The surface modification of BSA in BSA/HAP/DOX was confirmed to increase its cellular uptake into A549 cells. However, whether BSA modification could facilitate the in vivo tumor targeting of nanoparticles remains unexplored. Therefore, ICG was loaded into BSA/HAP and HAP to indicate the in vivo accumulation of nanoparticles. The ICG-loaded nanoparticles were administered to A549 xenograft mice. After 12 h of distribution, the mice were sacrificed to study the accumulation of the various formulations. The in vivo results strongly suggested that BSA/HAP/DOX greatly extends the blood persistence of the loaded drug, which is beneficial for cancer therapy.

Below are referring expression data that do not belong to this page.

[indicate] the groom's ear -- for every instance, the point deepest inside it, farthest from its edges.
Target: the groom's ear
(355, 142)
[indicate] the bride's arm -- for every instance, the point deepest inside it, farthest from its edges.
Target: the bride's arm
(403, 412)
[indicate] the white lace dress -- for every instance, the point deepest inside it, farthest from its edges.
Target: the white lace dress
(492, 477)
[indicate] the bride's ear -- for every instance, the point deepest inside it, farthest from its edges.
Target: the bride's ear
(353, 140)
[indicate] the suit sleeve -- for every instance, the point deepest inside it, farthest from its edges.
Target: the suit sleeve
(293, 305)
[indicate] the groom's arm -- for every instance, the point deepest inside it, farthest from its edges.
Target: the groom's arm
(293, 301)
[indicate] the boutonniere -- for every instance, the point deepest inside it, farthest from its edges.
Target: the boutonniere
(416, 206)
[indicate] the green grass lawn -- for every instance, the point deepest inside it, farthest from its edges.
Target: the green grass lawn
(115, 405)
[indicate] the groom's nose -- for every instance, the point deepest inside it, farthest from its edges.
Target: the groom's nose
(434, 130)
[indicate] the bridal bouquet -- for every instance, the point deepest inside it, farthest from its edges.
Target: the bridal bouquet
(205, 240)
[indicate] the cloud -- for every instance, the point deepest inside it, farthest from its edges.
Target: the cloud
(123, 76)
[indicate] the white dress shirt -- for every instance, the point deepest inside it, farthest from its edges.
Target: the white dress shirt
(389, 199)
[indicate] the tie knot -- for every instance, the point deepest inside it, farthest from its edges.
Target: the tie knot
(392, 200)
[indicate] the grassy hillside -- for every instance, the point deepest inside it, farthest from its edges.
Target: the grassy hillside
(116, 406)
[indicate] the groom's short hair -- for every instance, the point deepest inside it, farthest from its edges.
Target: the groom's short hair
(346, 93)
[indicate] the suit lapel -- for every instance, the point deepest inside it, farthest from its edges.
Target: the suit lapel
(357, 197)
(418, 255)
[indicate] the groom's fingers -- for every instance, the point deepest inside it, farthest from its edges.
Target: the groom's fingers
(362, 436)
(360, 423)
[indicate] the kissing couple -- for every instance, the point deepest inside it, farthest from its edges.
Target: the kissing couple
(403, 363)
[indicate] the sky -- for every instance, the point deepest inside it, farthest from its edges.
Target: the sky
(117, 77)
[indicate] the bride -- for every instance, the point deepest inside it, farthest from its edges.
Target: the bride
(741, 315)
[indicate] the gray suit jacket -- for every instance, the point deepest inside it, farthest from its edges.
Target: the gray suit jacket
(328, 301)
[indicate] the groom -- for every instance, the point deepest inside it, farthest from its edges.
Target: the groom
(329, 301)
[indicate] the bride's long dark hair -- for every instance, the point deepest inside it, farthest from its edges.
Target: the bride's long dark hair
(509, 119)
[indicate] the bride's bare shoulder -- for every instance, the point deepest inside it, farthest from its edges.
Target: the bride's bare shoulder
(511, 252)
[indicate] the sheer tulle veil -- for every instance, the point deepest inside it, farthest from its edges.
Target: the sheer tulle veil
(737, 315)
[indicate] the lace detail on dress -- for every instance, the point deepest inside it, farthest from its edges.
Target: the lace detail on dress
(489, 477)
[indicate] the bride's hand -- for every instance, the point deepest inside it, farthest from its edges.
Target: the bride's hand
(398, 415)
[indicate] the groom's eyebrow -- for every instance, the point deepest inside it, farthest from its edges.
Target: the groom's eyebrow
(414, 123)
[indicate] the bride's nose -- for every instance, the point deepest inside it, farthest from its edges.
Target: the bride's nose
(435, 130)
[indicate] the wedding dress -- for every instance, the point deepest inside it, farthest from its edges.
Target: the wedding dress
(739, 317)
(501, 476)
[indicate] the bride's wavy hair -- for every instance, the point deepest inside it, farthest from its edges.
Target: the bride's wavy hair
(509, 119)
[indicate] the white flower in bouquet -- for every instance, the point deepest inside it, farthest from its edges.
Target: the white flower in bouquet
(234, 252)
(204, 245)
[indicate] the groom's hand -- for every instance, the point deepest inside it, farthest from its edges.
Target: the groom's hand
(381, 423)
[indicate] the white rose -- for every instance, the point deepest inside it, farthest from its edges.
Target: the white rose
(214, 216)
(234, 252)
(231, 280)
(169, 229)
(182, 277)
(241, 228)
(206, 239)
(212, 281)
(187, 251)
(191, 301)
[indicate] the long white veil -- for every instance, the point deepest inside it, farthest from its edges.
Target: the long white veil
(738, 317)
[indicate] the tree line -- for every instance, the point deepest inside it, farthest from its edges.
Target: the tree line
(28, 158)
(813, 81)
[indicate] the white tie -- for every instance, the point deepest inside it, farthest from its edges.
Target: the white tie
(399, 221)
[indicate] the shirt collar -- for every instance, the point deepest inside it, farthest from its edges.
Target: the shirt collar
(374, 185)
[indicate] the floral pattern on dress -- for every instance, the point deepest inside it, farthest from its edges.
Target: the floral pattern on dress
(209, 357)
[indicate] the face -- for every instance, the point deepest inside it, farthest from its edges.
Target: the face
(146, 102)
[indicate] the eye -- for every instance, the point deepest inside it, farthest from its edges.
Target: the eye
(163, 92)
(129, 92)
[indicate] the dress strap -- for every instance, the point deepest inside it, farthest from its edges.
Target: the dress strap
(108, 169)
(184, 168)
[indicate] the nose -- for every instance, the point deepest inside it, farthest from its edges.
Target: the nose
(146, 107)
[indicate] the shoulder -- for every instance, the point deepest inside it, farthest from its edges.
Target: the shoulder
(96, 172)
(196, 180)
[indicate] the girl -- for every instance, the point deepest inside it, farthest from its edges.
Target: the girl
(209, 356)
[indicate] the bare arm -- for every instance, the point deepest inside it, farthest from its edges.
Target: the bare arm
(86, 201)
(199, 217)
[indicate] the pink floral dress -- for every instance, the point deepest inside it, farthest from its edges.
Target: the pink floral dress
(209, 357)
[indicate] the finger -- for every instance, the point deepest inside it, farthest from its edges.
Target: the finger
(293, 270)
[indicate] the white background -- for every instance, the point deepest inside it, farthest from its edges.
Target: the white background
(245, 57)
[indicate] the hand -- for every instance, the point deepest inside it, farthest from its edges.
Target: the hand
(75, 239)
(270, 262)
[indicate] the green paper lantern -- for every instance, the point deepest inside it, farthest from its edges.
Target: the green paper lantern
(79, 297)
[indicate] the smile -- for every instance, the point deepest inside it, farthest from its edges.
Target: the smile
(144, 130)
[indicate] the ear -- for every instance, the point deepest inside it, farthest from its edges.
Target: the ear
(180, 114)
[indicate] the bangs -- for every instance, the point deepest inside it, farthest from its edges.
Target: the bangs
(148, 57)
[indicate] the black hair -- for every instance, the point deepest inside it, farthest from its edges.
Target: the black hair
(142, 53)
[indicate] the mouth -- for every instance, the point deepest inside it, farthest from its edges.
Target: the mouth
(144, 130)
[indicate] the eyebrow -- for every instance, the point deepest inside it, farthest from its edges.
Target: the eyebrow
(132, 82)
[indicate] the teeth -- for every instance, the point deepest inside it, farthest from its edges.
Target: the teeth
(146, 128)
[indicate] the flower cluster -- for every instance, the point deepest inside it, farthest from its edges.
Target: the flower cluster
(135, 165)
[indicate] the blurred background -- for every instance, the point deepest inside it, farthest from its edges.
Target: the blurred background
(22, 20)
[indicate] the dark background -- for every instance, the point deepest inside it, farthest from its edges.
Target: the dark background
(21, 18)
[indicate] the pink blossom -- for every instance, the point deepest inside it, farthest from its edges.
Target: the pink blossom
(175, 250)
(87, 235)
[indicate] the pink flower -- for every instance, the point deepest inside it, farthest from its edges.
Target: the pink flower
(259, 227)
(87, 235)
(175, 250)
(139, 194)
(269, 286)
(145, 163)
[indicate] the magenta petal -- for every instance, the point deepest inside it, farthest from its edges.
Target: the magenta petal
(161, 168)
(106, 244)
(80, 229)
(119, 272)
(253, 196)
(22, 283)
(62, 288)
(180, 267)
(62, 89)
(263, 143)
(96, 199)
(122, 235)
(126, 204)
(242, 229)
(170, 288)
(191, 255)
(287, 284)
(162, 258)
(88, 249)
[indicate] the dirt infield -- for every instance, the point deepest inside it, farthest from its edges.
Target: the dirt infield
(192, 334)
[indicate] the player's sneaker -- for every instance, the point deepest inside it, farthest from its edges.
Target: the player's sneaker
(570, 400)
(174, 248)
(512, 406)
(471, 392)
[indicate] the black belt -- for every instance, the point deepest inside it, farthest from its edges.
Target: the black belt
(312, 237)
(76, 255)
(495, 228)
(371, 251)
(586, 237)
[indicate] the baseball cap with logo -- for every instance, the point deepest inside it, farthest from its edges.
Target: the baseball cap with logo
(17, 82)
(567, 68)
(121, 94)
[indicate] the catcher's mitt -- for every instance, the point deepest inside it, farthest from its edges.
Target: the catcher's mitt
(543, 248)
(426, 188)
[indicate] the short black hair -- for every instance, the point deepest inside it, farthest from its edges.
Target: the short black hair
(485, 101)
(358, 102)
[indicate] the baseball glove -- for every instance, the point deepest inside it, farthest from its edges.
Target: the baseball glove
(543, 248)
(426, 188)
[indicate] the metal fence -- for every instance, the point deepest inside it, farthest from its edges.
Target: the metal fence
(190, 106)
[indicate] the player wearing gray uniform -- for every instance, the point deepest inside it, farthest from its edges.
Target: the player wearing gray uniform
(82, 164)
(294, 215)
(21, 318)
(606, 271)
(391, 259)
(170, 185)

The in vivo anticancer efficacy of both nanoparticles was investigated in A549 xenografted model mice using HAP-DOX nanoparticles and free DOX as controls. The results in Figure 6A agree with previous reports that that introduction of DDS can enhance the anticancer outcome compared to free DOX. OUR results suggest that BSA/HAP/DOX nanoparticles are a highly safe DDS, without producing significant weight loss in the same condition. This might be related to the high tumor-targetability of BSA/HAP/DOX nanoparticles, which not only enhance the anticancer effect of the encapsulated drug, but also increase the safety of the DDS by reducing off-target distributions.

Conclusions

A highly biocompatible DDS composed of BSA and HAP was successfully developed and investigated as a DDS for DOX delivery. The BSA/HAP/DOX has ready uptake by the rapidly developing cancer cells to achieve enhanced in vitro uptake in A549 cells and in vivo tumor targeting in the A549 xenograft model for improved chemotherapy of lung cancer as compared with unmodified HAP/DOX and free DOX, and it appears to be a promising platform for more advanced application in cancer therapy.